Então, essa forma de pensar da cooperação ela interage e age de diferentes formas
dentro de cada um de nós. Algumas pessoas têm índoles para serem funcionários,
outras pessoas têm para serem empreendedores, outras querem ser empreendedores,
mas têm dificuldades econômicas, essas questões naturais da vida. Então, o
processo de cooperação é um processo que pode ser criado dentro das mentes das
pessoas, para isso precisa aprender isso e obviamente muito mais que aprender,
colocar isso no coração das pessoas.
Então veja que o mundo precisa muito de cooperação,
tanto para o desenvolvimento das comunidades mais pobres, você sabe que nós
temos em grande quantidade no Brasil e no conjunto todo da América Latina,
então a cooperação ela deve ser incentivada, ela deve ser adubada, vamos dizer
assim, no conjunto da sociedade, no sentido que nós possamos nos unir e
comunidades unidas, elas têm poder imenso, até poder político mesmo, essa coisa
do voto mesmo, e no cooperativismo, não importa o tamanho do teu capital,
importa é que você tenha o valor de um voto, então todo o processo de
cooperação, isso é fundamental. E veja que na vida a gente tem que pensar nas
coisas também.
“Então,
um processo de cooperação ele é extremamente importante para o mundo novo que
nós sonhamos, para esse mundo mais igualitário, mais fraternal.”
Quer dizer, essas ideias lá da Revolução Francesa
elas deveriam estar presentes hoje em cada um de nós, na nossa luta diária, no
escrever, no dizer, no fazer isso especialmente. E o cooperativismo, a
cooperação ela deve ser o fundamento do nosso mundo cristão, porque é um jeito
de romper esses individualismos e que está dentro de cada um, sem dúvida
nenhuma. Mas veja que é uma luta diária, para nós nos melhorarmos como pessoa,
como gente, como cristão, e começar a pensar nesse mundo novo, mais irmão, mais
cooperador, mais de ajuda mútua mesmo, com mais “amor”, que é o centro, parece,
da ideia da cooperação.
Ruínas de São Miguel Arcanjo. Foto: José Roberto de Oliveira |
Uma mensagem final...
Sempre agradecer pela condição nossa de falar sobre
as Missões e convidar as pessoas – eu vejo que as nossas falas têm refletido
muito. Eu recebi vários comunicados via whatsapp, telefonemas de gente de
vários países, falando da importância que foi a nossa última conversa, e essa
de agora com certeza também vai refletir muito e que as pessoas acabam também
pensando sobre essas coisas todas e conhecendo toda essa nossa história de
Missões. Então nós convidamos as pessoas também para virem para cá, para verem
diretamente essa história que ainda está vivíssima, esse mundo bonito da terra
vermelha, que aqui une três países e especialmente nós aqui do lado brasileiro.

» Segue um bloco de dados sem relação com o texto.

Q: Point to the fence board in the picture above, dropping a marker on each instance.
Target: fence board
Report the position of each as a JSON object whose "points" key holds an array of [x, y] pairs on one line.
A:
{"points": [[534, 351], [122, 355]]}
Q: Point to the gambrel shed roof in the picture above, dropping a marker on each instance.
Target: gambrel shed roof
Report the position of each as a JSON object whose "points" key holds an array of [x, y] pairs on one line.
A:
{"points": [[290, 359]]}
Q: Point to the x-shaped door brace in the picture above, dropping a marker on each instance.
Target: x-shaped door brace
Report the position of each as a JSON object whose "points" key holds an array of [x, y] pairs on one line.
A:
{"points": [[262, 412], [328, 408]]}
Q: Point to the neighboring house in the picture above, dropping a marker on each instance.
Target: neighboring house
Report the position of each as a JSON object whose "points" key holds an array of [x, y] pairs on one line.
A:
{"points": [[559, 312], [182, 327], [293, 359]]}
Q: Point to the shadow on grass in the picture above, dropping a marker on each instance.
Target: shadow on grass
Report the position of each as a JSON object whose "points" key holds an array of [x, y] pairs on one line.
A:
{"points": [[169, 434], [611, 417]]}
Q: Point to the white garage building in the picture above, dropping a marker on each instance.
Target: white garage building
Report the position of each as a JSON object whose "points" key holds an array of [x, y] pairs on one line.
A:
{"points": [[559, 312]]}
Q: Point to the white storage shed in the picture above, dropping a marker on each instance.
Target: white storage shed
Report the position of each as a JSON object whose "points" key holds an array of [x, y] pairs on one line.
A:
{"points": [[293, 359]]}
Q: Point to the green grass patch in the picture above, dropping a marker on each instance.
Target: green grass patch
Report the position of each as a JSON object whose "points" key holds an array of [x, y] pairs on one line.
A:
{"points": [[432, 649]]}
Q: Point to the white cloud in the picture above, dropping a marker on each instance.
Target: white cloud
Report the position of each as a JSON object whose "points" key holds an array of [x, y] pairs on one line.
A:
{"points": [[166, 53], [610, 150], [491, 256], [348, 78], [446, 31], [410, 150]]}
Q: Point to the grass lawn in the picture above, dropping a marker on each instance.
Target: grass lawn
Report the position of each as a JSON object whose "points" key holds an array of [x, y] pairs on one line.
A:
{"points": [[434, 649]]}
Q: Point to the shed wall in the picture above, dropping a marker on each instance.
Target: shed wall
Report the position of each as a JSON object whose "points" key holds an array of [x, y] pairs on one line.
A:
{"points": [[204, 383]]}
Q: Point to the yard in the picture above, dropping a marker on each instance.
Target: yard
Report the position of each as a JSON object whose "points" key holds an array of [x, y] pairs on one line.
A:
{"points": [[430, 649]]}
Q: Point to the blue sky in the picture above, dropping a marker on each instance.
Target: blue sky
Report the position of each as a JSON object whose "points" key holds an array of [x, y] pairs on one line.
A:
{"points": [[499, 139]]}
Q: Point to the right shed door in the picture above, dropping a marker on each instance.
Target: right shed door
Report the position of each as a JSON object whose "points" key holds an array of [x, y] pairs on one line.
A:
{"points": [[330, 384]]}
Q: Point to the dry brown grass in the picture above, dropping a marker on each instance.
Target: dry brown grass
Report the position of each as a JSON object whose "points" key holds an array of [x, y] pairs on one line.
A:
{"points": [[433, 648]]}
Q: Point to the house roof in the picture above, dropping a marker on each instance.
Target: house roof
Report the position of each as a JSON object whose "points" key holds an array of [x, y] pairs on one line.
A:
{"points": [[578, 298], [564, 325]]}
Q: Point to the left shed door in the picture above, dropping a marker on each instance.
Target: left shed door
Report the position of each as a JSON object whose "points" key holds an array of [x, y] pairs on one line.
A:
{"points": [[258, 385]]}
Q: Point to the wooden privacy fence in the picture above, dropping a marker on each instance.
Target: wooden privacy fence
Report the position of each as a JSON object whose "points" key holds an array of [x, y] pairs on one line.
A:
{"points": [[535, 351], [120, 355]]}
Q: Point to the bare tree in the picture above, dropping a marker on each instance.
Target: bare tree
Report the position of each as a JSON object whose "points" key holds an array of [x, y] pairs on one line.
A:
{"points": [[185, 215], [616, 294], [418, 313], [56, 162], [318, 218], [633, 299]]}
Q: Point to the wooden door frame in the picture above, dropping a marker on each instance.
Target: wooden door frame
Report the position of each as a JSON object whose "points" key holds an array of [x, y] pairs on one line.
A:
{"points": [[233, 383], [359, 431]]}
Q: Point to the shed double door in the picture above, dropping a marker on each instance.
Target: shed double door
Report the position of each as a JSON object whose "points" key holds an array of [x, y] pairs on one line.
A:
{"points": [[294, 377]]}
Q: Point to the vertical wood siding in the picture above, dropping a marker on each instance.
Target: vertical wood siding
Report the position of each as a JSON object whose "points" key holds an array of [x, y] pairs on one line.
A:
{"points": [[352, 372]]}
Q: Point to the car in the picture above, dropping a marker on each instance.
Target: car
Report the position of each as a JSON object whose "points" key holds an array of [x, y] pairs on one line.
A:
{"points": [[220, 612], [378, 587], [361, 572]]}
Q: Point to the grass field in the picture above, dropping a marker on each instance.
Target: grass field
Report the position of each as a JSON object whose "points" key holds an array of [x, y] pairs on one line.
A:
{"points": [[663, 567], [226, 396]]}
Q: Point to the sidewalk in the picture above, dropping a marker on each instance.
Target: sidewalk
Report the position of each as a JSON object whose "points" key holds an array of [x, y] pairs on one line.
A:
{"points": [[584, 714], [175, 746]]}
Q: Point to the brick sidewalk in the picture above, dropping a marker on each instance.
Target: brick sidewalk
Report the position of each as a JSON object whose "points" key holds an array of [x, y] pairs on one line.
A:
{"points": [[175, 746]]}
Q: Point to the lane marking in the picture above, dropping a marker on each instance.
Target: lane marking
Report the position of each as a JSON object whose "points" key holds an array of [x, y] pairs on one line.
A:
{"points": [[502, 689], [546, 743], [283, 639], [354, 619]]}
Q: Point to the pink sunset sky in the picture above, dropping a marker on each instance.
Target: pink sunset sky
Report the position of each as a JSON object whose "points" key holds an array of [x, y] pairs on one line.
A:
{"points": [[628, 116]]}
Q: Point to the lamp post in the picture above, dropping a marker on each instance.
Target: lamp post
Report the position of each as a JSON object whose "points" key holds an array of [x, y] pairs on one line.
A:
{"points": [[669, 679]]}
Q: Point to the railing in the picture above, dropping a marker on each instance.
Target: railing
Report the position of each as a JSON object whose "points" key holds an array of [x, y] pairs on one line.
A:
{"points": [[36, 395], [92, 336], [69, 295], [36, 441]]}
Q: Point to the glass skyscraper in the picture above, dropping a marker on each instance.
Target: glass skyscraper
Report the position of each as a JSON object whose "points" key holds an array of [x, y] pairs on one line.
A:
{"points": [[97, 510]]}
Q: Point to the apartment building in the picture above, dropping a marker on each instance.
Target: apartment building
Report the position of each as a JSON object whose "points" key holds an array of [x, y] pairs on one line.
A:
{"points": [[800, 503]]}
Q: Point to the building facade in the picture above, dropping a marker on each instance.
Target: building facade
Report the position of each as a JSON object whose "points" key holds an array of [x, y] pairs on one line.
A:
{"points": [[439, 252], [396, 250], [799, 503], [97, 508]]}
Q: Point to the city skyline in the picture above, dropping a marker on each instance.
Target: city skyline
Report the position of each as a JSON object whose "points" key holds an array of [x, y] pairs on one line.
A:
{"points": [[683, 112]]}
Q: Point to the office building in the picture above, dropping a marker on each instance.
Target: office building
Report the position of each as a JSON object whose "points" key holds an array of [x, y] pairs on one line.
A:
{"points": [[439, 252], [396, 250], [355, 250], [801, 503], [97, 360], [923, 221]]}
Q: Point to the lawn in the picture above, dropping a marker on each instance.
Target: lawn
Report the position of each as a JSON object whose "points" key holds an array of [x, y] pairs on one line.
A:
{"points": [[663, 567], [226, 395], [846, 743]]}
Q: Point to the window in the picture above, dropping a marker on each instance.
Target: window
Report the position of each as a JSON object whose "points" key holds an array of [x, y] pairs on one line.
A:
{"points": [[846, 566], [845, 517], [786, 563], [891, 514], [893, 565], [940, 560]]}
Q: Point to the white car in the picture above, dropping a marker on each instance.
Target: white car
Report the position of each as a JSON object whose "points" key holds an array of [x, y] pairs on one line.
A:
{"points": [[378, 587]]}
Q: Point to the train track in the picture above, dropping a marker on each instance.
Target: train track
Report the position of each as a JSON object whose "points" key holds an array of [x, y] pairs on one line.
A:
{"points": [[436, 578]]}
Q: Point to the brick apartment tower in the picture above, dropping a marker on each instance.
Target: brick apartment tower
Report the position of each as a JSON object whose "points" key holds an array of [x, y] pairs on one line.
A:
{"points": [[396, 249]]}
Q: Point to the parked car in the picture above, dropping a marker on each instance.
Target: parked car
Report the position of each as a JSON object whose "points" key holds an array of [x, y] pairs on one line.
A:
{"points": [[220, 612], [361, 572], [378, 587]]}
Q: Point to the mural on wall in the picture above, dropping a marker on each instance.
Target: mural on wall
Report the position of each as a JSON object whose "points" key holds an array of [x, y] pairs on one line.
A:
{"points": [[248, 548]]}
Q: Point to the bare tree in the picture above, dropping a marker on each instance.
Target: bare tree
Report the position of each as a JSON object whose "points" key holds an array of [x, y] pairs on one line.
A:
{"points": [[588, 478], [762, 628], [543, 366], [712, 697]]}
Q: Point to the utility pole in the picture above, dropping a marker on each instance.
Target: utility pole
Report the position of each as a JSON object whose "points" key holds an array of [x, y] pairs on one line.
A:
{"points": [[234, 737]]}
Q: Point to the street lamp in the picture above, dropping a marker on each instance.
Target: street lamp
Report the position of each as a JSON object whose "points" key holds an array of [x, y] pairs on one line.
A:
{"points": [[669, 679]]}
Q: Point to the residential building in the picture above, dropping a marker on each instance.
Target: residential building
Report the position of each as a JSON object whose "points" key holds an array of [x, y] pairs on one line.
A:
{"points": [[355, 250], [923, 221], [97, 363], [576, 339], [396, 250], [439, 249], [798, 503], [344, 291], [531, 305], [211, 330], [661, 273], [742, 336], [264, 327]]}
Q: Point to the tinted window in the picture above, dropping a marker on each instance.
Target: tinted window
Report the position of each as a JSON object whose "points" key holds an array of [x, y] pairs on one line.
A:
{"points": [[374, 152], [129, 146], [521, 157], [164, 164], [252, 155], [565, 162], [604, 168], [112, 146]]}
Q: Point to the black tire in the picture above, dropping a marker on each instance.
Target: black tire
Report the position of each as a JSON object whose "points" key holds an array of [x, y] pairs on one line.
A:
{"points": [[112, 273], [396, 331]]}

Então convidamos a nossa gente do país, do Brasil, mas também gente de toda a
América Latina e europeus que venham conhecer essa experiência cristã,
fundamental para o mundo que se construiu e que temos hoje, e que se Deus
quiser, teremos no futuro um mundo mais irmão, mais fraterno, mais igualitário.
*José
Roberto de Oliveira é natural de Santo Ângelo (RS), engenheiro de formação, na
área da Topografia e Cartografia; foi por longo tempo docente na URI
(Universidade Regional Integrada do Alto Uruguai e das Missões); diretor de
desenvolvimento do Turismo no Rio Grande do Sul; um dos fundadores do
Ministério do Turismo; criador em 2012, junto com os jesuítas, mais argentinos
e paraguaios, da “Nação Missioneira”; foi criador do Circuito Internacional
Missões Jesuíticas e representante brasileiro no Mercosul, também em função de
seu envolvimento no tema das Missões.